Wednesday, May 31, 2006

First Grade Education


First Grade Education 2
Originally uploaded by lorenzodom

Last Sunday, my six-year old and I sat down to play an innocent game of Scrabble.

Thinking I had the upper hand as an adult with years of experience and a more extensive vocabulary, I gave him home court advantage and told him to go first.

Smiling, he throws me a curve ball and puts down S - E - X.

Shocked, I laugh and ask, "Where did you learn that word?"

Smiling bigger then ever he blurts out, "Skateboard Camp!"

I roll my eyes in response, not sure what I should think and then place my word extending left from the e: D - A - T - E.

Enzo once again proceeded to surprise me with his next word, S - I - N.

The congruency of the words and their meanings was all-too uncanny and laden with significance, especially considering that a six-year old still had another good ten years or so before he would truly understand the weight of these words and their overlapping inferences.

More importantly though, I thought about how at this sprite age he was safe from having to deal with the guilt associated with the social phenomena that was being played out upon the board.

Or was he? At what age should this sort of education begin? Intuitively and based on my own personal coming-of-age experience I feel that it is not until mid-adolescence that I will need to teach my boys about the birds and the bees. God knows that I was kept in the dark until high school and it seemed to keep me out of trouble, for the most part.

Alas, knowing as I do know, knowing that perhaps there is no God, knowing that religion was merely an easy and good way to bat down the primal urges and keep my libido in check, what moral course do I take with my own children?

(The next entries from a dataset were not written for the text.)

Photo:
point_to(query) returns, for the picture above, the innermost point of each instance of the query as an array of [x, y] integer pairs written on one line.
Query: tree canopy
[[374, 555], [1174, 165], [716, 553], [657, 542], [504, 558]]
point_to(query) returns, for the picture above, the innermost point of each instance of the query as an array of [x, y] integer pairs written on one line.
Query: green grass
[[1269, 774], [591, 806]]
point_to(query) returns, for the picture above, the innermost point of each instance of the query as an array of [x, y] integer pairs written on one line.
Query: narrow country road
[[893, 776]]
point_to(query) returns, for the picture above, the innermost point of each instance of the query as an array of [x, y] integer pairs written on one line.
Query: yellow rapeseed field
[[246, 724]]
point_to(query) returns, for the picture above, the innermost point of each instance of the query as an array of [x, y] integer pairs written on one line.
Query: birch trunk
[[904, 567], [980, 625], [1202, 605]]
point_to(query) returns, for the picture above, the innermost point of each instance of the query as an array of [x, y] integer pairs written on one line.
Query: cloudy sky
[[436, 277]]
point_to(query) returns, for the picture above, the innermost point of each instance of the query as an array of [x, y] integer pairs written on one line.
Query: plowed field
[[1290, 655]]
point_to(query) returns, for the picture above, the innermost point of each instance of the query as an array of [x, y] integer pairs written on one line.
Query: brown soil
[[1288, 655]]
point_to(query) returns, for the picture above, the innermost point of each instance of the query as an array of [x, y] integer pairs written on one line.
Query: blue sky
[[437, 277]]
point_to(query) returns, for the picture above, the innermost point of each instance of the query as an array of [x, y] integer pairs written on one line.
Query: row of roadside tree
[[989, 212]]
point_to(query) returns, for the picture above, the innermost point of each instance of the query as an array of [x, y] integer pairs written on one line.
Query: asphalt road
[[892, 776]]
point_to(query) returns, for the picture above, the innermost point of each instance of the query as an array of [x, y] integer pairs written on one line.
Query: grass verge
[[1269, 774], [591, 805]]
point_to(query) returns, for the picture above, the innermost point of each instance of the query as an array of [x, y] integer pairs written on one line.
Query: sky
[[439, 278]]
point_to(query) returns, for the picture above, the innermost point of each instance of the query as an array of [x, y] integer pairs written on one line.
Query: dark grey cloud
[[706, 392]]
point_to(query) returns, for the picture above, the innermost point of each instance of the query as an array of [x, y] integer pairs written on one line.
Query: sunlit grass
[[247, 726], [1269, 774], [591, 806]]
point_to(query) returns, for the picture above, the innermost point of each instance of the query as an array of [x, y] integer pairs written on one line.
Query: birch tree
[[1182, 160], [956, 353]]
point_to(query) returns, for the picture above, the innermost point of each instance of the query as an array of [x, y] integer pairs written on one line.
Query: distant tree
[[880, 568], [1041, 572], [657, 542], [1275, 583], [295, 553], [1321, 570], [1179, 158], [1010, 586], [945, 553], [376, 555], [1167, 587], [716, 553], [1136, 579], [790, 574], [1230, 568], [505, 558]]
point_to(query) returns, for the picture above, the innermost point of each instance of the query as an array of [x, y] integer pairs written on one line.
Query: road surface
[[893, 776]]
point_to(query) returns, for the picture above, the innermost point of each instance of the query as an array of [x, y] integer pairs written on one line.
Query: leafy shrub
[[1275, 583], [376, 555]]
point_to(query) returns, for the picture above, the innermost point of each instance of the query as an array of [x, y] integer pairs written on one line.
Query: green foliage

This question is especially pertinent since our oldest is already a budding scientist. He just finished an anatomy class at Montclair State University for gifted children and has taken other likewise designed science courses there for the last couple of years including rocket science, engineering (invention convention) and basic chemistry.

Hence, therein lies my dilemma, for how can I encourage his scientific curiosity when I also feel that I must still hide some of the basic information about how we function, what motivates us, and how we come and came into being, in order to protect him from our innate proclivity to err.

It is a delicate balance to say the least, and it is not always easy to straddle between playing the fool who sees no evil, hears no evil and speaks no evil; and the all-knowing father who wants his little boy to be fully aware and endowed with the knowledge that will enable his fullest intellectual potential.

That said, upon pondering the issue of timeliness and our little lad’s education, I realized that albeit I was not hitting home runs until I was sixteen, I did begin to pique at a relatively early age, as one particular piece of confessional verse attests: My First Pique.

Thus, at the same age as Enzo, I was already motivated to leer and stare and wonder, as little boys do when the ballyhoo begins down under. So, even though at this innocent age I may not have had all the right words with which to reference my first intimate experiences—something was indeed happening. And even though ultimately my parents did not sit me down to explain things, I discern that I was still quite fortunate to not have made any critical missteps along the way due to my ignorance.

That said, our precocious little boy apparently enjoys looking at my big Taschen picture book—The Great American Pin-Up. His mother said she found him one afternoon about a year ago carrying it around with him wherever he went.

We decided to put it on the top shelf—high and out-of-reach, much like modern-day morals.